Mac OS X Snow Leopard introduces thread-local collection, a big enhancement to the Objective-C garbage collector. Thread-local collection is a more efficient way to reclaim much of the garbage in most programs. It also scales better to more threads and more cores than the other algorithms used by the Objective-C GC.

A brief history of garbage collection

The simplest algorithm used by the Objective-C GC is full collection. The GC scans all live objects in the entire heap, discovers (approximately) all dead objects, and reclaims them. This is slow, especially if you have a large population of not-dead objects, but does find all possible garbage. Historically this is mostly 1960-era technology, except for the machinery that allows other threads to run mostly unhindered while the scan completes.

The second algorithm used by the Objective-C GC is generational collection. This takes advantage of the generational hypothesis: most objects die young. The heap is divided into at least two generations: new objects and old objects. After allocating some amount of new objects, the collector runs a generational collection. First, it scans only the "new" objects and any "old" objects into which a pointer to a "new" object was stored. Then the now-dead "new" objects are reclaimed, and the surviving "new" objects are aged, moving them to the next generation. The advantage of generational GC is that it collects lots of garbage (most objects die young) with much less work (it does not need to scan most of the "old" objects). Full collections are still needed to reclaim objects that survive infancy and die later, but run less often. Generational collection is 1980-era technology.

Thread-local collection

The third algorithm is the new thread-local collection. TLC is similar to generational collection: it scans and reclaims a subset of objects, trying to get lots of bang for the collector's buck. The thread-local hypothesis: most objects die without being reachable by any other thread. Newly-allocated objects are marked thread-local to the allocating thread. If a thread-local object becomes accessible to another thread (for example, a pointer to it is written into a global variable), then it has "escaped" and is moved out of the thread-local set. In a thread-local collection, a thread scans its own stack and its set of thread-local objects, and reclaims the dead objects.

The advantage of thread-local collection is that it requires no synchronization with other threads. Normally, a thread performing GC work needs to coordinate with the other threads. For example, the other threads change a pointer variable after the GC thread has looked at it, or start pointing to an object that the GC thread thinks is dead. Thread-local collection avoids these complications. The thread-local objects are by definition reachable only by one thread. The other threads have no way acquire a pointer to any of those objects, or change pointer values inside them. A thread performing thread-local collection can work quickly on its own, without interference from other threads.

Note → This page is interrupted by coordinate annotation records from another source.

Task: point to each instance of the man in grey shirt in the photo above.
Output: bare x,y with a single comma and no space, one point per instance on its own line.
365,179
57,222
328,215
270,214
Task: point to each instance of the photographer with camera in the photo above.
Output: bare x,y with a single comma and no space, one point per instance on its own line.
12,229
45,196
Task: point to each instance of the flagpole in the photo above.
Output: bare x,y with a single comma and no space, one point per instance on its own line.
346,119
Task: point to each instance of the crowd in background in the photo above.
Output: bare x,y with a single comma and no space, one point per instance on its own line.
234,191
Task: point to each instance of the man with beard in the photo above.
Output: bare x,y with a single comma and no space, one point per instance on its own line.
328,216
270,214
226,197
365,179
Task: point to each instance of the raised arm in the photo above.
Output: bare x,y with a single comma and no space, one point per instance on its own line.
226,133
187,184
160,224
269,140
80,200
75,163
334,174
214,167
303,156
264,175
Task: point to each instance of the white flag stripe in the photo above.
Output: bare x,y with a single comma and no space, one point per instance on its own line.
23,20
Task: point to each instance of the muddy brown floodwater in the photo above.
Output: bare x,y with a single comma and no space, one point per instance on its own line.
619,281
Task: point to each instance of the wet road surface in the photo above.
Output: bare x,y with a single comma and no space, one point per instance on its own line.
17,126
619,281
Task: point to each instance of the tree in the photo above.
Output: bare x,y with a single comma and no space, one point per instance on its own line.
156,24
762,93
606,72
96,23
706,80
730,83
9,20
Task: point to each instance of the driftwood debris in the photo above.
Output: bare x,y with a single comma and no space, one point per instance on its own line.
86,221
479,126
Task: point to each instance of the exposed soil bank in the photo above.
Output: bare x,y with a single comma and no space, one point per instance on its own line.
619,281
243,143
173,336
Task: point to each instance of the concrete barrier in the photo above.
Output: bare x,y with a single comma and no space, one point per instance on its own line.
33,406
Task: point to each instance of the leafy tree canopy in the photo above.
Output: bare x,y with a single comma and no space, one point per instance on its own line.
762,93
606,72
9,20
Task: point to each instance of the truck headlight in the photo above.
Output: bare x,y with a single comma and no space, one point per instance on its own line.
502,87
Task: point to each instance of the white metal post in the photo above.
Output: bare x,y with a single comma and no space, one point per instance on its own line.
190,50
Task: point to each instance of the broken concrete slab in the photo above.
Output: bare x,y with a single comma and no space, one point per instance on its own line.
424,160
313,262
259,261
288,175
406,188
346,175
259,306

Having each thread "clean up after itself" reduces bottlenecks in the collector that will only get worse as threads and cores increase. It's trivial to run thread-local collections on multiple threads simultaneously. And it's very fast because the only memory to scan is the thread's own stack and its surviving thread-local objects. The pause time for a thread during generational or full GC is almost as big as the pause time for that thread to run a thread-local collection - but TLC can then immediately reclaim some garbage, whereas the other algorithms need to do much more work and coordinate with all of the other threads before they can actually reclaim anything.

How you can help

Thread-local collection works best when objects remain unreachable to other threads. In the Objective-C collector, this means avoiding CFRetain() of temporary objects when possible. A CFRetained pointer could go anywhere behind the collector's back, bypassing the write barrier that the collector uses to keep track of escaping objects. (This is one place that Snow Leopard leaves room for improvement: the system frameworks often allocate objects with a CF retain count of one and immediately release them, making them ineligible for thread-local collection.) Other ways for an object to escape thread-local collection include storing a pointer into a global variable; storing a pointer into some other object that itself is not thread-local; and making a weak reference or associated reference to the object.

If your thread has just created and discarded a lot of temporary objects, you can give the collector a hint that now might be a good time to run. -[NSGarbageCollector collectIfNeeded] and -[NSAutoreleasePool drain] are two such hints. These may run a thread-local collection first, and may follow up with generational or full collection.